Input URL | Read Count |
---|---|
https://s3.amazonaws.com/czbiohub-tabula-muris/facs_bam_files/A1-B000126-3_39_F-1-1_R1.mus.Aligned.out.sorted.bam | 848036 |
https://s3.amazonaws.com/czbiohub-tabula-muris/facs_bam_files/A1-B000126-3_39_F-1-1_R2.mus.Aligned.out.sorted.bam | 806872 |
https://s3.amazonaws.com/czbiohub-tabula-muris/facs_bam_files/A1-B000127-3_38_F-1-1_R1.mus.Aligned.out.sorted.bam | 821666 |
https://s3.amazonaws.com/czbiohub-tabula-muris/facs_bam_files/A1-B000127-3_38_F-1-1_R2.mus.Aligned.out.sorted.bam | 821604 |
https://s3.amazonaws.com/czbiohub-tabula-muris/facs_bam_files/B7-MAA000586-3_8_M-1-1_R1.mus.Aligned.out.sorted.bam | 3950888 |
https://s3.amazonaws.com/czbiohub-tabula-muris/facs_bam_files/C8-B002433-3_38_F-1-1_R1.mus.Aligned.out.sorted.bam | 1539546 |
https://s3.amazonaws.com/czbiohub-tabula-muris/facs_bam_files/D5-MAA000452-3_8_M-1-1_R1.mus.Aligned.out.sorted.bam | 3912618 |
https://s3.amazonaws.com/czbiohub-tabula-muris/facs_bam_files/E20-MAA000652-3_10_M-1-1_R1.mus.Aligned.out.sorted.bam | 758692 |
https://s3.amazonaws.com/czbiohub-tabula-muris/facs_bam_files/F17-B002765-3_38_F-1-1_R1.mus.Aligned.out.sorted.bam | 998700 |
https://s3.amazonaws.com/czbiohub-tabula-muris/facs_bam_files/F19-D041912-3_8_M-1-1_R1.mus.Aligned.out.sorted.bam | 1521586 |
Summary
In this section, we ran the samtools view
workflow to count reads in BAM files by executing simple HTTP requests to the WES service.

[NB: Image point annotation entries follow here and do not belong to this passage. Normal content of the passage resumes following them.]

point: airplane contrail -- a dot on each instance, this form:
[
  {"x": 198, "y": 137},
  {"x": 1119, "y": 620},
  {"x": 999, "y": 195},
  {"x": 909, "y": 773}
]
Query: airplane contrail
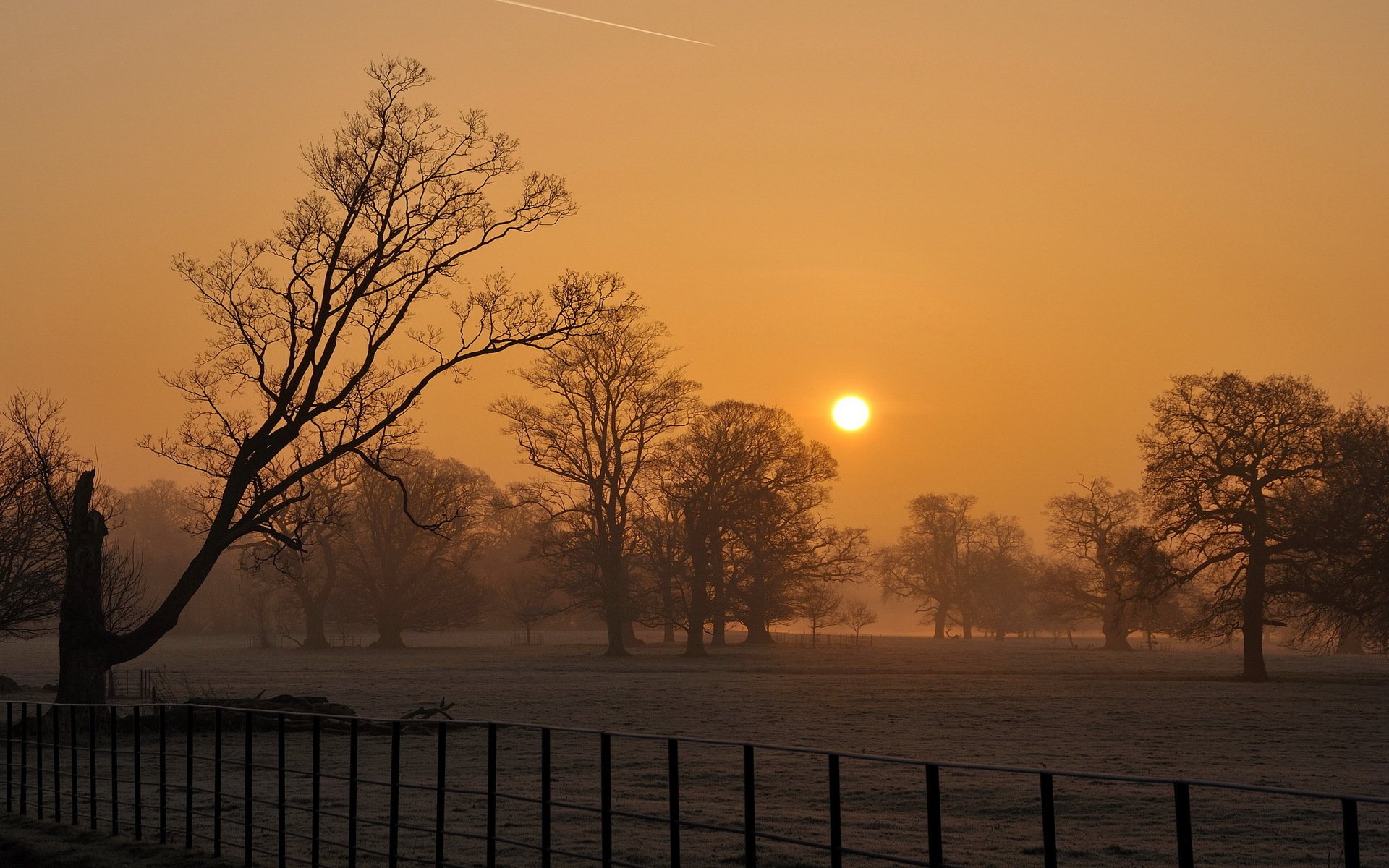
[{"x": 540, "y": 9}]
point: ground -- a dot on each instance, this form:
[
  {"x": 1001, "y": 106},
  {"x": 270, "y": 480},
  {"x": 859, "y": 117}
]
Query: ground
[{"x": 1320, "y": 726}]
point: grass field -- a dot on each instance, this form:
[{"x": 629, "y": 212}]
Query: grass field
[{"x": 1321, "y": 726}]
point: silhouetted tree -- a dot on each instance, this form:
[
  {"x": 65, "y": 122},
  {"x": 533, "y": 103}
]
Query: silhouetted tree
[
  {"x": 410, "y": 543},
  {"x": 1226, "y": 460},
  {"x": 821, "y": 606},
  {"x": 1001, "y": 574},
  {"x": 928, "y": 564},
  {"x": 303, "y": 552},
  {"x": 857, "y": 616},
  {"x": 309, "y": 323},
  {"x": 1118, "y": 567},
  {"x": 527, "y": 602},
  {"x": 613, "y": 396}
]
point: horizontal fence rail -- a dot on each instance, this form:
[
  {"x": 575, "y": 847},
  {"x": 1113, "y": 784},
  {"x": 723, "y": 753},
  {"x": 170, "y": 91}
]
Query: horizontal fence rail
[{"x": 297, "y": 788}]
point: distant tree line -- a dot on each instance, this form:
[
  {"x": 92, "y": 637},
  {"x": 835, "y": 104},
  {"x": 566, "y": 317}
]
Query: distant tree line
[{"x": 1262, "y": 506}]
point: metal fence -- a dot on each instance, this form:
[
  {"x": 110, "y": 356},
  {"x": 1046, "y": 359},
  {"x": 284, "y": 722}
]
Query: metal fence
[{"x": 224, "y": 777}]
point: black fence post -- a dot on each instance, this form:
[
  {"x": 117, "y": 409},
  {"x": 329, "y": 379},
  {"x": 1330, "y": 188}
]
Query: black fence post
[
  {"x": 315, "y": 791},
  {"x": 164, "y": 793},
  {"x": 188, "y": 780},
  {"x": 1351, "y": 833},
  {"x": 1182, "y": 799},
  {"x": 24, "y": 759},
  {"x": 279, "y": 789},
  {"x": 394, "y": 851},
  {"x": 352, "y": 793},
  {"x": 57, "y": 767},
  {"x": 1048, "y": 821},
  {"x": 441, "y": 771},
  {"x": 606, "y": 783},
  {"x": 749, "y": 809},
  {"x": 673, "y": 774},
  {"x": 38, "y": 760},
  {"x": 935, "y": 848},
  {"x": 135, "y": 757},
  {"x": 217, "y": 781},
  {"x": 247, "y": 780},
  {"x": 836, "y": 842},
  {"x": 116, "y": 801},
  {"x": 92, "y": 764},
  {"x": 72, "y": 762},
  {"x": 492, "y": 796},
  {"x": 9, "y": 757},
  {"x": 545, "y": 798}
]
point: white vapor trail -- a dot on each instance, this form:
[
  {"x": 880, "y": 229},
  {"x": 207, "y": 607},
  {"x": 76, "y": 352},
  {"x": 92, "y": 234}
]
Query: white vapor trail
[{"x": 540, "y": 9}]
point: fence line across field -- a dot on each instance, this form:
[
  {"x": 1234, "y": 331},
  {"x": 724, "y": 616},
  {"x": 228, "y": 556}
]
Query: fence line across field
[{"x": 41, "y": 736}]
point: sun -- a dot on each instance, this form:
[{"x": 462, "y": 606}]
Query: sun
[{"x": 851, "y": 413}]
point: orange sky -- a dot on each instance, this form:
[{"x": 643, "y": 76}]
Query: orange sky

You may have noticed that we did not need DRS or the UI for this section. In the next section, we will explore how to run the same workflow with DRS URLs instead of direct HTTP URLs as input, and how this abstraction provides us with much more flexibility in terms of where input resources can be stored.